Saturday, November 10, 2007

What is the price of journal?

What’s the price of a journal?

For that matter, what is the price of a car or a novel or a loaf of bread? All these things are frequently discounted, but we don’t throw up our hands and claim that they don't have a "real” price. Yet on several occasions recently, I’ve heard people say that we can't tell the price of journals because they are often discounted.

When the editorial board of the journal Topology resigned and began a competing journal, Elsevier wrote: “Because the majority of our subscribers purchase this journal in a larger set of journals, most are paying a fraction of the institutional subscription price.” I’ve heard similar arguments from other publishers, who like to compute the “price” of a journal by dividing the total revenue by the number of “subscribers”. But that’s not the price! It’s the “average revenue per subscriber."

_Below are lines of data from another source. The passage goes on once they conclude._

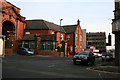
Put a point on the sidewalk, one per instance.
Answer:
(107, 67)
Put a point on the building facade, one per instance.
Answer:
(97, 40)
(71, 35)
(116, 31)
(74, 37)
(12, 26)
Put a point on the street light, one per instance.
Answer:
(60, 28)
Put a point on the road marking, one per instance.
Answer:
(92, 69)
(51, 66)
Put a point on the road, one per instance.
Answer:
(47, 67)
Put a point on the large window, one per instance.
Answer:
(76, 47)
(61, 37)
(29, 44)
(68, 37)
(76, 37)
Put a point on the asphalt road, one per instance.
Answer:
(47, 67)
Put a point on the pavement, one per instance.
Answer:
(106, 67)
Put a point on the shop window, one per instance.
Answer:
(76, 47)
(47, 45)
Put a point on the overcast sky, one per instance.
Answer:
(95, 15)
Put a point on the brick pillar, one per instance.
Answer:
(37, 44)
(117, 49)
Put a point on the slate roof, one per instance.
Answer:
(42, 25)
(70, 28)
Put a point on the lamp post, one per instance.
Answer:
(60, 28)
(60, 36)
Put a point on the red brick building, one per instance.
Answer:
(71, 35)
(12, 26)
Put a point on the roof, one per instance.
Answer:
(30, 37)
(70, 28)
(42, 25)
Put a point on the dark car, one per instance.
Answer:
(25, 51)
(106, 56)
(86, 57)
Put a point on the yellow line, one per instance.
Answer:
(102, 71)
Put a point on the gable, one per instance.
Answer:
(78, 30)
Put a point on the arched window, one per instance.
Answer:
(68, 37)
(61, 37)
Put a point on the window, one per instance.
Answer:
(76, 37)
(76, 47)
(27, 32)
(52, 33)
(47, 45)
(61, 37)
(68, 37)
(80, 38)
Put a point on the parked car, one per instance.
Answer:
(106, 56)
(97, 55)
(25, 51)
(86, 57)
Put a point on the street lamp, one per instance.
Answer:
(60, 28)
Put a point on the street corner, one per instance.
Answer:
(105, 69)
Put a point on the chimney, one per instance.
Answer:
(78, 22)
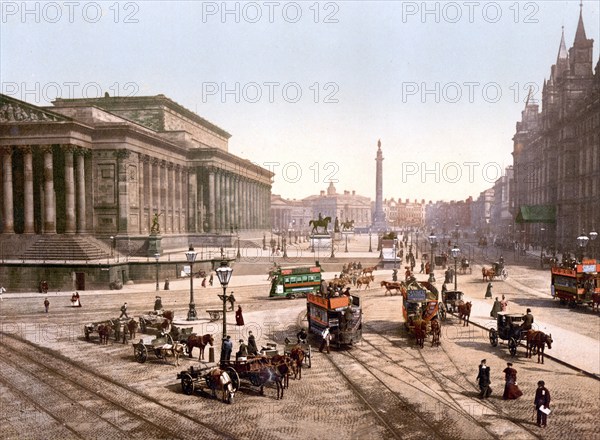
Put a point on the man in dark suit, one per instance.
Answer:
(484, 380)
(542, 401)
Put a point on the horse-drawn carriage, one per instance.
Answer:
(508, 328)
(157, 319)
(213, 378)
(161, 347)
(497, 271)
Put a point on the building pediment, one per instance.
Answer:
(13, 110)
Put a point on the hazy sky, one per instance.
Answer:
(307, 88)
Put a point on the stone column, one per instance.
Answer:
(28, 189)
(9, 221)
(211, 201)
(69, 190)
(49, 200)
(143, 164)
(80, 189)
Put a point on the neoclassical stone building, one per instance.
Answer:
(104, 167)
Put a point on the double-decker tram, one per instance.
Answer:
(293, 282)
(342, 314)
(579, 284)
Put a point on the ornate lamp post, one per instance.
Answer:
(432, 241)
(156, 257)
(455, 251)
(582, 241)
(224, 275)
(190, 255)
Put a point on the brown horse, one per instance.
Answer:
(130, 328)
(538, 340)
(420, 332)
(464, 312)
(436, 332)
(199, 341)
(104, 332)
(366, 280)
(389, 286)
(297, 354)
(488, 274)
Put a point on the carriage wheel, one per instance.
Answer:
(187, 384)
(512, 346)
(442, 312)
(493, 337)
(140, 353)
(235, 378)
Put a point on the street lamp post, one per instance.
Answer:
(190, 255)
(156, 257)
(432, 241)
(455, 251)
(224, 275)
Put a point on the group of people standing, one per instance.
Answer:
(511, 390)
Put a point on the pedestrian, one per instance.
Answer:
(326, 335)
(252, 348)
(242, 353)
(504, 304)
(239, 318)
(124, 311)
(488, 291)
(495, 309)
(511, 390)
(542, 403)
(483, 379)
(226, 348)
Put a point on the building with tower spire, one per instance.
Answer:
(379, 222)
(556, 152)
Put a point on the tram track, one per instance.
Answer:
(83, 400)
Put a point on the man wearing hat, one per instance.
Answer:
(542, 403)
(484, 380)
(527, 321)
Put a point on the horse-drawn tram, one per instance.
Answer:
(293, 282)
(342, 314)
(577, 285)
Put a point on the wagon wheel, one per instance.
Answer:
(140, 353)
(187, 384)
(493, 337)
(442, 312)
(235, 378)
(512, 346)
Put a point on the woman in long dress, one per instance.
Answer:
(511, 390)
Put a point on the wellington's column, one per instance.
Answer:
(28, 188)
(49, 205)
(9, 222)
(80, 188)
(69, 190)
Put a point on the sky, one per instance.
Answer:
(306, 89)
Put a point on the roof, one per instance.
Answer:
(536, 214)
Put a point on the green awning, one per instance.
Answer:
(536, 214)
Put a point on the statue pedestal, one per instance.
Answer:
(154, 246)
(320, 241)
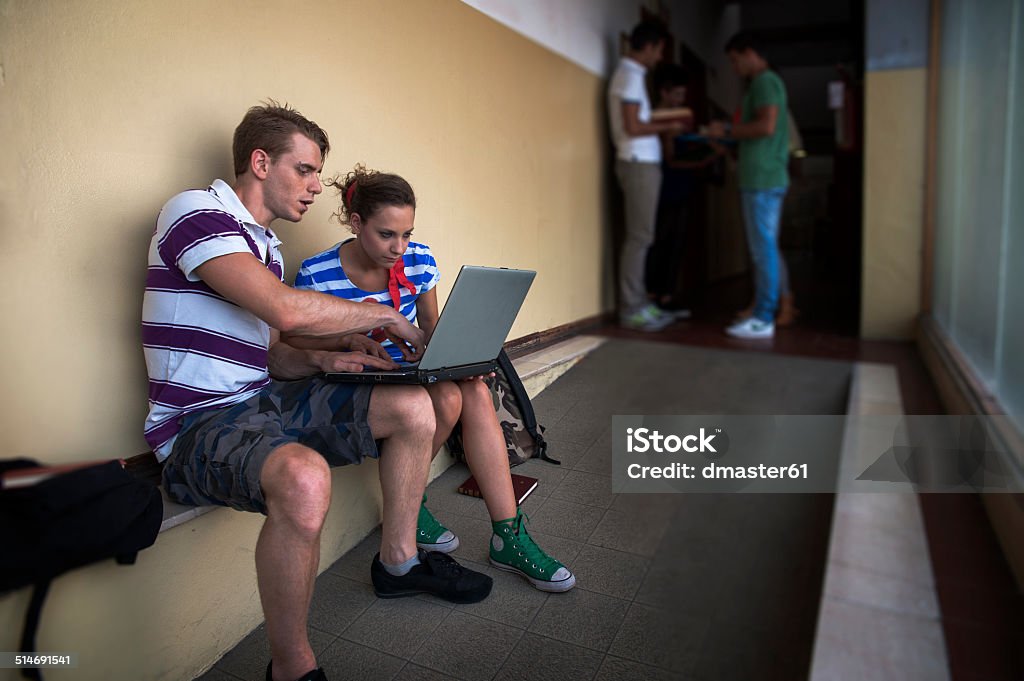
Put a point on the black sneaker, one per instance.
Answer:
(437, 573)
(312, 675)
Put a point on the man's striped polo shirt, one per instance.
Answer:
(202, 351)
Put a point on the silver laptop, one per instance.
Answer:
(470, 332)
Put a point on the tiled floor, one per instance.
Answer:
(705, 587)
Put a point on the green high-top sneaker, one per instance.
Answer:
(432, 536)
(512, 549)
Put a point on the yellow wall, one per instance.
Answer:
(108, 109)
(894, 194)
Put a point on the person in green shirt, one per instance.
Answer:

The (list) price of a journal is set by the publisher, and it’s plainly visible to anyone who examines annual price lists. For some journals, there may be a two-tiered price, one for institutions and one for individuals, but in every case there is a price. Just as for cars or novels or bread, journals may be sold at a discount. But it's important to remember that publishers discount journals for business reasons, not because, in a sudden fit of remorse, they want to lower the price. Journals are sometimes discounted to agents, who consolidate them to help libraries purchase from multiple publishers. They are discounted to institutional members of scholarly societies as a member benefit, in return for dues. And journals are discounted to subscribers who buy bundles of journals, often making a commitment to buy for several years. In each case, the publisher is discounting journals in order to gain some advantage -- it's a simple business arrangement.

There is nothing wrong with discounting journals; it's good business. But it doesn’t change the price. Indeed, the price is the starting point for all discounting arrangements, defining the terms of a bargain: I’ll return a portion of the price in return for some action on your part – consolidating, being a member, or purchasing a bundle. Confusing the discounted price with the actual price ignores one half of the bargain.

We should pay attention to the list price of a journal because inevitably some subscribers (quite often, most) pay the list price. But there are other reasons not to let publishers substitute the "average revenue per subscriber" for the price. The average revenue is a quotient, and publishers control both the numerator and the denominator.

Unlike the list price, we must rely on the publisher to tell us the numerator, that is, the total revenue for a journal. Calculating total revenue sounds straightforward until one realizes that when selling bundles, large publishers apportion revenue among many journals – a somewhat mysterious process that isn’t easily discovered. For many publishers, the total revenue assigned to a particular journal is a very fuzzy number indeed.

The denominator is even more problematic. How many subscribers does a journal have? If a publisher adds many journals to bundles at no charge, the number of subscribers will quickly rise. But adding unwanted (and frequently unused) journals to bundles doesn't really change the number of subscribers to each journal in any meaningful way. Allowing publishers to use these arrangements to calculate either the average price per journal (for an institution) or the average revenue per subscriber (for the publisher) is like allowing politicians to count all those people who might have voted for them (but didn't vote) in an election. And allowing publishers to tell us the "real" price of their journals is like asking car salesmen to dictate the "best" price for their cars.

Scholars face a crisis today caused by high journal prices. If they are going to make headway in addressing that crisis, they have to get smarter about journals and more sophisticated about business practices. They can't allow publishers to redefine the problem by redefining the price. That's neither smart nor sophisticated.